In the USA the party structure is far more rigid, with only two contenders for seats – the Democrats and the Republicans. These two parties have an extensive organisation, and entrenched bastions, in every state of the Union and in the country’s territories. Still, each election cycle brings speculation that a third-party will generate enough buzz, but they never do.

This year the buzz is about the libertarian candidate Gary Johnson and about the Green candidate Jill Stein. In 2012 the Internet went wild for Ron Paul, who stumbled already in the Republican primaries and withdrew his candidacy on May 8th when there were still 11 contests to go.

If one looks at history, this will be the fate of Stein and Johnson as well. The only time in recent memory when a Third Party candidate came close to winning was in 1992 when Ross Perot won 18.9 per cent of the popular vote, or 19.7 million votes. That cost the republicans the Presidency. George Bush the elder was dismissed after only one term, and a certain Governor from Arkansas by the name of Bill Clinton was elected to his first term.

The last time the Greens made any impact, it was for negative reasons. Conventional wisdom blames Ralph Nader for Al Gore’s loss to George Bush Jr. in 2000. This is of course unfair because in a democracy, nobody owns votes. The Democrats don’t own their voters, and as with this year, if the party present sub-optimal candidates, it is the party that is to blame.
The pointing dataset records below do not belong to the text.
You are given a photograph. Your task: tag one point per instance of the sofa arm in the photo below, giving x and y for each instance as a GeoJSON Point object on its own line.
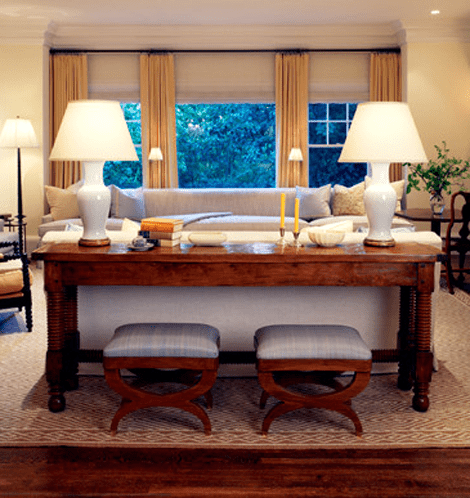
{"type": "Point", "coordinates": [47, 218]}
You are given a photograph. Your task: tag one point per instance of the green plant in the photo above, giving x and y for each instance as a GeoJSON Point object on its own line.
{"type": "Point", "coordinates": [438, 176]}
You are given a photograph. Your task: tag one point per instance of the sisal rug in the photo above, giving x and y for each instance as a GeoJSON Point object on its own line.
{"type": "Point", "coordinates": [386, 414]}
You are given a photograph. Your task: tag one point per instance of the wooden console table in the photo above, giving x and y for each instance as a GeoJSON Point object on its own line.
{"type": "Point", "coordinates": [409, 266]}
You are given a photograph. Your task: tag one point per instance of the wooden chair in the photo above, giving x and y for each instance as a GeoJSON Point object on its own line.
{"type": "Point", "coordinates": [457, 240]}
{"type": "Point", "coordinates": [15, 279]}
{"type": "Point", "coordinates": [300, 354]}
{"type": "Point", "coordinates": [189, 350]}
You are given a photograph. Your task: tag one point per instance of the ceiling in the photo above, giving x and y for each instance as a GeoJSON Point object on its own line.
{"type": "Point", "coordinates": [228, 12]}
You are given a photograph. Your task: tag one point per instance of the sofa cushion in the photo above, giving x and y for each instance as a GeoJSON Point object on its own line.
{"type": "Point", "coordinates": [314, 202]}
{"type": "Point", "coordinates": [62, 203]}
{"type": "Point", "coordinates": [349, 200]}
{"type": "Point", "coordinates": [243, 223]}
{"type": "Point", "coordinates": [245, 201]}
{"type": "Point", "coordinates": [127, 203]}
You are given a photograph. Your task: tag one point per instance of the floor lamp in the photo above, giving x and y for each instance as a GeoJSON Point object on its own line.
{"type": "Point", "coordinates": [17, 134]}
{"type": "Point", "coordinates": [381, 133]}
{"type": "Point", "coordinates": [93, 131]}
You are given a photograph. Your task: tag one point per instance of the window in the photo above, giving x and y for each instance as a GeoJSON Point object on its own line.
{"type": "Point", "coordinates": [328, 125]}
{"type": "Point", "coordinates": [226, 145]}
{"type": "Point", "coordinates": [127, 174]}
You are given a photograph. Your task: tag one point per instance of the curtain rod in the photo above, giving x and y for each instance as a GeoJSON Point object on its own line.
{"type": "Point", "coordinates": [217, 51]}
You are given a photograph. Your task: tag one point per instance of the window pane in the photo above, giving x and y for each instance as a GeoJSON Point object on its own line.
{"type": "Point", "coordinates": [127, 174]}
{"type": "Point", "coordinates": [324, 168]}
{"type": "Point", "coordinates": [337, 133]}
{"type": "Point", "coordinates": [124, 174]}
{"type": "Point", "coordinates": [317, 133]}
{"type": "Point", "coordinates": [337, 112]}
{"type": "Point", "coordinates": [226, 145]}
{"type": "Point", "coordinates": [317, 112]}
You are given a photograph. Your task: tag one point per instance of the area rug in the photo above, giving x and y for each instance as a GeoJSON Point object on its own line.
{"type": "Point", "coordinates": [385, 412]}
{"type": "Point", "coordinates": [11, 322]}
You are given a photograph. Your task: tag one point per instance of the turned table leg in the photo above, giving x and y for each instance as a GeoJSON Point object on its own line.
{"type": "Point", "coordinates": [55, 350]}
{"type": "Point", "coordinates": [424, 356]}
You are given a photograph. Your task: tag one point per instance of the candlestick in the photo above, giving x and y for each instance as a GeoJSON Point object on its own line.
{"type": "Point", "coordinates": [283, 210]}
{"type": "Point", "coordinates": [296, 222]}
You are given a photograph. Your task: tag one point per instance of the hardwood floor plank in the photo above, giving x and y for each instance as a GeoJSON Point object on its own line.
{"type": "Point", "coordinates": [114, 472]}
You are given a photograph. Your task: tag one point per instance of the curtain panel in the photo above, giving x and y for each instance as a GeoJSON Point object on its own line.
{"type": "Point", "coordinates": [291, 118]}
{"type": "Point", "coordinates": [386, 86]}
{"type": "Point", "coordinates": [68, 81]}
{"type": "Point", "coordinates": [157, 99]}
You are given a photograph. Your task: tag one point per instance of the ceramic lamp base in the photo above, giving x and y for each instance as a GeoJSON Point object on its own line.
{"type": "Point", "coordinates": [380, 200]}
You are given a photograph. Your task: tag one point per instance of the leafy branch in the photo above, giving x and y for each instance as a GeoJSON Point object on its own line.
{"type": "Point", "coordinates": [440, 175]}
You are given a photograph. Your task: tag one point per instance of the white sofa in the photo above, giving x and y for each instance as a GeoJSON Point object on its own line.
{"type": "Point", "coordinates": [250, 209]}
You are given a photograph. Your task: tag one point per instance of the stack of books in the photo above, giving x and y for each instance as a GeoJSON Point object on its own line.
{"type": "Point", "coordinates": [165, 232]}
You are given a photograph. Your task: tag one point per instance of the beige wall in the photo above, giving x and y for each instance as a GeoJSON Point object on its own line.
{"type": "Point", "coordinates": [437, 87]}
{"type": "Point", "coordinates": [22, 93]}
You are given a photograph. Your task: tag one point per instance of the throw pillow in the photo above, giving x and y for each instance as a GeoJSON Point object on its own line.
{"type": "Point", "coordinates": [398, 186]}
{"type": "Point", "coordinates": [348, 200]}
{"type": "Point", "coordinates": [127, 203]}
{"type": "Point", "coordinates": [62, 203]}
{"type": "Point", "coordinates": [314, 202]}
Nader’s Green Party won 2.7 per cent of the vote that year, and became vilified by Democrats for “costing Al Gore the presidency”. Gore actually won the popular vote with 48.4% versus Bush’s 47.9 per cent, or translated into votes 51 million votes versus 50.4. However, since the USA has a system of an electoral college, Bush won more delegates despite losing the popular vote. Therefore he won the presidency.

But what is it that keeps third parties coming? Why do these third parties insist on capturing a political position that, if they did indeed win it, would make for a certain one-term presidency? Without support from the House and the Senate, a President from a Third Party would be a lame-duck one for the entire four-year term.

Such a scenario would be extremely damaging to the third-party that achieved this, and the gridlock would be blamed on the President from that third-party. The only reason I can think of, and this is a personal speculation that I don’t have full cover for, is that a Presidency is a trophy that would help down-ticket races, eventually. Winning the presidency would raise the third party’s profile above background noise, and federal funds would flow to that party.

But, and this is the personal value judgment that you may choose to overlook entirely here, this is cheating. This is short-term thinking, and it’s cutting corners. This is UKIP thinking where they try to capture seats across the whole country instead of focusing on one region.

Third parties don’t win because they’re invisible to voters in their local environments. Trying to capture the presidency before establishing a structure in local politics leads to the same result every time. In the UK as well as in the US. It’s in the nature of First Past the Post.

For a third-party to win a presidency, it will have to spend the next ten years extending itself across an entire region that’s sympathetic to it. It has to capture a fair chunk of Congress. Only then will voters consider the party credible for the highest political office in the land.